Emotion Recognition: TEO vs MFCC¶

When someone is angry, their vocal folds tense up and vibrate more forcefully. When they're sad, the muscles relax and the voice becomes quieter and breathier. These physical changes show up in the speech signal - if you know where to look.

This example compares two feature representations from pyvoicebox on a 3-class emotion recognition task (anger, happiness, sadness) using the EmoDB dataset. Features are extracted in a few lines with pyvoicebox, then fed into a simple Random Forest - no deep learning, no complex pipeline. Even with this minimal setup, the results are solid.

Two ways to look at emotion¶

MFCCs (v_melcepst) capture the spectral envelope - the shape of the vocal tract. They're the standard feature for most speech tasks, including emotion recognition.

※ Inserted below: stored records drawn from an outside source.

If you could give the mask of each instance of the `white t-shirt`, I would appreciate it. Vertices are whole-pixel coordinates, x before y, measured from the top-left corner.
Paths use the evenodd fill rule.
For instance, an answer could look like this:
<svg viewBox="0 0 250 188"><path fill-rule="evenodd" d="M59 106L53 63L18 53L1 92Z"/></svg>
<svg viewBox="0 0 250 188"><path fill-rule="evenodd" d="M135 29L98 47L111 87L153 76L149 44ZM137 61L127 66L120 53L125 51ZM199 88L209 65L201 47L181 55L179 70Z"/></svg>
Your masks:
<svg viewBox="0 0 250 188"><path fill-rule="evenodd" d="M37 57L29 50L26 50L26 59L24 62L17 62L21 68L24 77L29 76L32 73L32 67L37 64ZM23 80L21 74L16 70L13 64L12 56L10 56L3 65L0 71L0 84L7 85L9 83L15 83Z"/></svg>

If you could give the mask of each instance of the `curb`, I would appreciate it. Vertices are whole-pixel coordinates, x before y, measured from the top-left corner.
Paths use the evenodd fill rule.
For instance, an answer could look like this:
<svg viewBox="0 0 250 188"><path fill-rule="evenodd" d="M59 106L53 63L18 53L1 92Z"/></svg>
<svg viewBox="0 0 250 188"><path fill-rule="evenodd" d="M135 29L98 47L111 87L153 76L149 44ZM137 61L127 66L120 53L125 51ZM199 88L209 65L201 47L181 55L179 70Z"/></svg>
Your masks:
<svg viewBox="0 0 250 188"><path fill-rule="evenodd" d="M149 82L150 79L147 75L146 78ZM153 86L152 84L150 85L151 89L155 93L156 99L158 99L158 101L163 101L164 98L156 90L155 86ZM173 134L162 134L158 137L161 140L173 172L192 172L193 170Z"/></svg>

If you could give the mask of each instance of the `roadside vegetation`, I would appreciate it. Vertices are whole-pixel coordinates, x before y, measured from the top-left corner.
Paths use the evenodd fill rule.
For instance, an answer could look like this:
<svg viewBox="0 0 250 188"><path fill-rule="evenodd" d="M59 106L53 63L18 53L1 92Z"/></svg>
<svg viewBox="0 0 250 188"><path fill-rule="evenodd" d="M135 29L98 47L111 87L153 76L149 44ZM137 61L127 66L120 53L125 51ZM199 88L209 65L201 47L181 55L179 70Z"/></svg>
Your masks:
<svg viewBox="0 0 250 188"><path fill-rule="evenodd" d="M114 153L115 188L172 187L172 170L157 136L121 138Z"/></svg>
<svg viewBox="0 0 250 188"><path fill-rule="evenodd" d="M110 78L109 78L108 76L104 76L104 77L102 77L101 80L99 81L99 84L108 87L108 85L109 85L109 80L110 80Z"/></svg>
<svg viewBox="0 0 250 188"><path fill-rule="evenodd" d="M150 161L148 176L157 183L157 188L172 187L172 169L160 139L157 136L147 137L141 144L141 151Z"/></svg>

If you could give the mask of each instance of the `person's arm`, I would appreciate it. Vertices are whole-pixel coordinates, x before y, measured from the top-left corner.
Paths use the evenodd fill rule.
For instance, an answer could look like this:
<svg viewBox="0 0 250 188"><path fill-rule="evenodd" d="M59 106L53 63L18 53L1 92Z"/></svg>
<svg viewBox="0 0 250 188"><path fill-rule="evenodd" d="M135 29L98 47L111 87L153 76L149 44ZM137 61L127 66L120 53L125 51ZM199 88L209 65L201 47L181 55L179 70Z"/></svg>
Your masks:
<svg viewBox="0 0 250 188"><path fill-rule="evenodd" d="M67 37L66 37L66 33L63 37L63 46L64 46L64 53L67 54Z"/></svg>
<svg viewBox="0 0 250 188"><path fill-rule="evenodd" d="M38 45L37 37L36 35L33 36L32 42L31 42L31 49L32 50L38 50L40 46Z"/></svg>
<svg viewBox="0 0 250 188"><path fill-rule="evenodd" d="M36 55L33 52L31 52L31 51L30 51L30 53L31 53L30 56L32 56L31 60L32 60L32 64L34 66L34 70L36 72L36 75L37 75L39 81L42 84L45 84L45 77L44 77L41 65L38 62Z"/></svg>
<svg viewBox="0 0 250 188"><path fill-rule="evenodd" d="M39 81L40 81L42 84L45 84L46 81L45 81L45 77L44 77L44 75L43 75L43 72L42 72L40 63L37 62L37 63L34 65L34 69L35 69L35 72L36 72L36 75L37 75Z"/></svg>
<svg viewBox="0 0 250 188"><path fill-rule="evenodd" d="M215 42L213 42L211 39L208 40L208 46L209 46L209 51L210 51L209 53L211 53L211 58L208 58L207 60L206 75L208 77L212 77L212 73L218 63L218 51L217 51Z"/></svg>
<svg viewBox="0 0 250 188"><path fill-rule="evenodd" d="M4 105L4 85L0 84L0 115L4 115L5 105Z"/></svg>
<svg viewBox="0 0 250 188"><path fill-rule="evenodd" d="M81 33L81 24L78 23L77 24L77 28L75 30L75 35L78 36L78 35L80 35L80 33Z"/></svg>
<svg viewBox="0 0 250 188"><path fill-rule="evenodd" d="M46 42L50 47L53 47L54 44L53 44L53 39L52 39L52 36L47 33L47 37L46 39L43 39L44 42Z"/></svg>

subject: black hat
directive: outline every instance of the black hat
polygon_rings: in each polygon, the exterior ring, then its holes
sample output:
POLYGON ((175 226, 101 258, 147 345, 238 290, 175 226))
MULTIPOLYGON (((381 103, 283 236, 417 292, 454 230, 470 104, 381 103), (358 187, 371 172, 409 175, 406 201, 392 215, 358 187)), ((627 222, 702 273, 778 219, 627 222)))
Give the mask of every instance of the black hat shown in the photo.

Teager Energy (v_teager) captures something different. The Teager Energy Operator is a nonlinear operator that tracks instantaneous energy:

\[\Psi[x(n)] = x(n)^2 - x(n+1) \cdot x(n-1)\]

Unlike simple energy (\(x^2\)), TEO is sensitive to both amplitude and frequency changes simultaneously. This makes it responsive to the kind of vocal fold tension changes that accompany emotional speech - faster vibration and higher amplitude during anger, slower and quieter during sadness.

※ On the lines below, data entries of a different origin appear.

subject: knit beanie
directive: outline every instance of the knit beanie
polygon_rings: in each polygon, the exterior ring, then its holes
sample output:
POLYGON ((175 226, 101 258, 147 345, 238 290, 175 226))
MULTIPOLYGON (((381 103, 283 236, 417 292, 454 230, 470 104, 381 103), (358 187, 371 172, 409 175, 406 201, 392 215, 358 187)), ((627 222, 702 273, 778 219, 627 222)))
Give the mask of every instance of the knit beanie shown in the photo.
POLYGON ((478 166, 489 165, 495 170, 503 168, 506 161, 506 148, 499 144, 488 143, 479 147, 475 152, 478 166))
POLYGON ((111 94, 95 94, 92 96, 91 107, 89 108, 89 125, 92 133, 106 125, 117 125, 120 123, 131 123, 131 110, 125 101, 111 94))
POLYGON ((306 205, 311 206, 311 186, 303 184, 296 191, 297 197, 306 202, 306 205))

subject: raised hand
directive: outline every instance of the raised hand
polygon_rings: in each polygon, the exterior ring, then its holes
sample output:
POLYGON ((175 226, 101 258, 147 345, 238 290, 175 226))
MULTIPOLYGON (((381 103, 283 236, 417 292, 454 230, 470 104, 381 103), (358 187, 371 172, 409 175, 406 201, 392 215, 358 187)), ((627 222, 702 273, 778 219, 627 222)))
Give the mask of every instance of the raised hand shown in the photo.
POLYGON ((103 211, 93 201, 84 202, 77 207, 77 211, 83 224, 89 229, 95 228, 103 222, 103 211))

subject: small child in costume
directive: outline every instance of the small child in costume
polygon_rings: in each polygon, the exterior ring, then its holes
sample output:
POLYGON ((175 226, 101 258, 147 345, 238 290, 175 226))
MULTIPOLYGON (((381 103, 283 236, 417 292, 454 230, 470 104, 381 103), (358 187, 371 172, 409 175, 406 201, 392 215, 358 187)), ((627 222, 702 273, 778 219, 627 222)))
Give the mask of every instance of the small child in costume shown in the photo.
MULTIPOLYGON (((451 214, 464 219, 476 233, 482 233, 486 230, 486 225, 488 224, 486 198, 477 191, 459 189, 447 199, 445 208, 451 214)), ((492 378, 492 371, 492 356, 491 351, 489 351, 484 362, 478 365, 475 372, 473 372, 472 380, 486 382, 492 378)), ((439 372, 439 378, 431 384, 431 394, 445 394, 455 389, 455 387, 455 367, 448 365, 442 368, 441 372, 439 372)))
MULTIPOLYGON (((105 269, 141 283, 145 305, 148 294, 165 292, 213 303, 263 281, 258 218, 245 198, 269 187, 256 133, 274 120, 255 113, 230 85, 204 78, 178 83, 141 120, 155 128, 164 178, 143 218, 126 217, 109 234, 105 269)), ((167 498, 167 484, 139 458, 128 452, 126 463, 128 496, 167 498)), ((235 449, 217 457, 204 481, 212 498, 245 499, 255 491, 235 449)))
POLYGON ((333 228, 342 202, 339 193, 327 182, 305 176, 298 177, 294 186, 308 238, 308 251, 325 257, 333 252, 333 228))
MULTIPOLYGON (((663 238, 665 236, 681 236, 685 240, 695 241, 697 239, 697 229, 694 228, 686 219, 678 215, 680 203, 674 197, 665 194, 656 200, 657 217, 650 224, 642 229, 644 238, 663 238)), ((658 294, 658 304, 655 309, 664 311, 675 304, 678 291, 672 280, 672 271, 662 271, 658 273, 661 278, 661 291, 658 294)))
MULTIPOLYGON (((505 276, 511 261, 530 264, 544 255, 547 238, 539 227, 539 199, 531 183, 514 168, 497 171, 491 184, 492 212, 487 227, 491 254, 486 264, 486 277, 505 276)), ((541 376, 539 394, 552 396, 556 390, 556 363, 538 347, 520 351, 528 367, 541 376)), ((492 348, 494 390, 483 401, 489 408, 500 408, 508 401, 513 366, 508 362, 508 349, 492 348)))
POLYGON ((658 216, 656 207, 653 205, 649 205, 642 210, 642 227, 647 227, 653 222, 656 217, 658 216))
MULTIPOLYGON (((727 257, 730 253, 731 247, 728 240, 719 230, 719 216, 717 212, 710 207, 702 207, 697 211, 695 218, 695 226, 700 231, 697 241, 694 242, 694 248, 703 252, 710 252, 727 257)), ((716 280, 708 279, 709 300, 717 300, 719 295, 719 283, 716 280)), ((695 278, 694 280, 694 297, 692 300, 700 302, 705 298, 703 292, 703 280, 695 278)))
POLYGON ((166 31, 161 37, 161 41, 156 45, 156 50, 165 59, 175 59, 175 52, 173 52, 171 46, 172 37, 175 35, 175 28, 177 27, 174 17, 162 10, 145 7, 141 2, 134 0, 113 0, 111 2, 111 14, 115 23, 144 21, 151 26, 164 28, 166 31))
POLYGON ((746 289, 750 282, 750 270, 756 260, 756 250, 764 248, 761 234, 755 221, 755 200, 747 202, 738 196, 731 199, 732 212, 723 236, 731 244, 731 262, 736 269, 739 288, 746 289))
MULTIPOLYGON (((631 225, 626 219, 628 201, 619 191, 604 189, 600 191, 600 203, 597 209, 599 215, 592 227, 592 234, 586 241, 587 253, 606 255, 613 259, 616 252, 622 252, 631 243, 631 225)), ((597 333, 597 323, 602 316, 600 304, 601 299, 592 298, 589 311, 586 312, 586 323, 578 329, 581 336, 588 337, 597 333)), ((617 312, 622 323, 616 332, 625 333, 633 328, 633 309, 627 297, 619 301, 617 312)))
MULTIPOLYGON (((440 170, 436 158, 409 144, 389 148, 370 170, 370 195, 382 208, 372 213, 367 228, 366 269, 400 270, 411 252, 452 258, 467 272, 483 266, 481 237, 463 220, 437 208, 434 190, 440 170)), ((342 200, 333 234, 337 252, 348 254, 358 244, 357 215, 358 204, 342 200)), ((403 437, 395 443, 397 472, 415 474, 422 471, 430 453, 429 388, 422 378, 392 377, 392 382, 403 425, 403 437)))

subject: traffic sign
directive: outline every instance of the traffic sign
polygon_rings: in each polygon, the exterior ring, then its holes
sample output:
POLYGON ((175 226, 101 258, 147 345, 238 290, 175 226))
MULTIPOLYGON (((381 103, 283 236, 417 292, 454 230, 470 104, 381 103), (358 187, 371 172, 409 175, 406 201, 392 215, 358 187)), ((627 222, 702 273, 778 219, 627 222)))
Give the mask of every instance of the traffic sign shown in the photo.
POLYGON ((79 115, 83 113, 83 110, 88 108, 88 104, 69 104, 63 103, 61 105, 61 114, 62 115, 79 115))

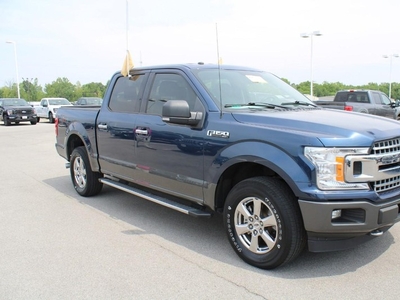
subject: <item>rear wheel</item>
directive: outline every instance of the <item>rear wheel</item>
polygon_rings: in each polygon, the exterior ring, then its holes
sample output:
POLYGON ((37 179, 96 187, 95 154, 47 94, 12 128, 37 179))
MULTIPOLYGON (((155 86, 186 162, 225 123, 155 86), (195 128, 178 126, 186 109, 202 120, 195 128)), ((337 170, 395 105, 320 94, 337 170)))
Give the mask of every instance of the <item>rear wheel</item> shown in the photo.
POLYGON ((234 186, 225 202, 224 223, 237 255, 262 269, 295 259, 306 242, 296 200, 275 178, 254 177, 234 186))
POLYGON ((99 179, 103 175, 92 171, 85 147, 75 148, 70 162, 71 179, 77 193, 85 197, 100 193, 103 184, 99 179))
POLYGON ((36 125, 36 121, 31 121, 31 124, 32 125, 36 125))
POLYGON ((39 123, 40 122, 40 118, 36 117, 36 122, 39 123))
POLYGON ((54 123, 53 113, 49 112, 49 122, 54 123))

We extract TEO features by applying v_teager per frame, then computing the FFT of the TEO signal and grouping the bins into sub-bands:

from pyvoicebox import v_teager, v_enframe, v_windows, v_melcepst

# MFCC features
mfcc, _ = v_melcepst(signal, fs, 'M0', 12)

# TEO sub-band features
frames, _, _ = v_enframe(signal, frame_len, frame_hop)
win = v_windows(3, frame_len).flatten()
for frame in frames:
    teo = v_teager(frame * win)
    spec = np.abs(np.fft.rfft(teo))
    # group into sub-bands, compute log energy per band

For each utterance, we summarise both feature types as mean and standard deviation across frames, giving a fixed-length vector regardless of utterance duration.

Results¶

We train a Random Forest classifier with 5-fold stratified cross-validation, comparing three feature sets: MFCC only, TEO only, and MFCC + TEO combined.

Confusion matrices

Each confusion matrix shows true emotions (rows) vs predicted emotions (columns). Some observations:

Sadness is classified near-perfectly across all feature sets - it's acoustically very distinct (low energy, slow speaking rate, relaxed vocal folds).
Anger vs happiness is the hardest distinction - both are high-arousal emotions with loud, fast speech. The difference lies in vocal fold tension and spectral tilt, which MFCCs capture better than TEO alone.
TEO alone is weaker overall, which makes sense - it captures excitation dynamics but misses the spectral shape information that MFCCs provide.

Accuracy comparison

MFCC features are the stronger standalone representation for this task. TEO captures complementary information about vocal fold dynamics, though in this setup the combination doesn't consistently outperform MFCC alone. With a more sophisticated classifier or feature fusion strategy, the complementary information in TEO could provide additional gains.

The key point: with just a few lines of pyvoicebox code for feature extraction and a simple off-the-shelf classifier, you can build a working emotion recognition system.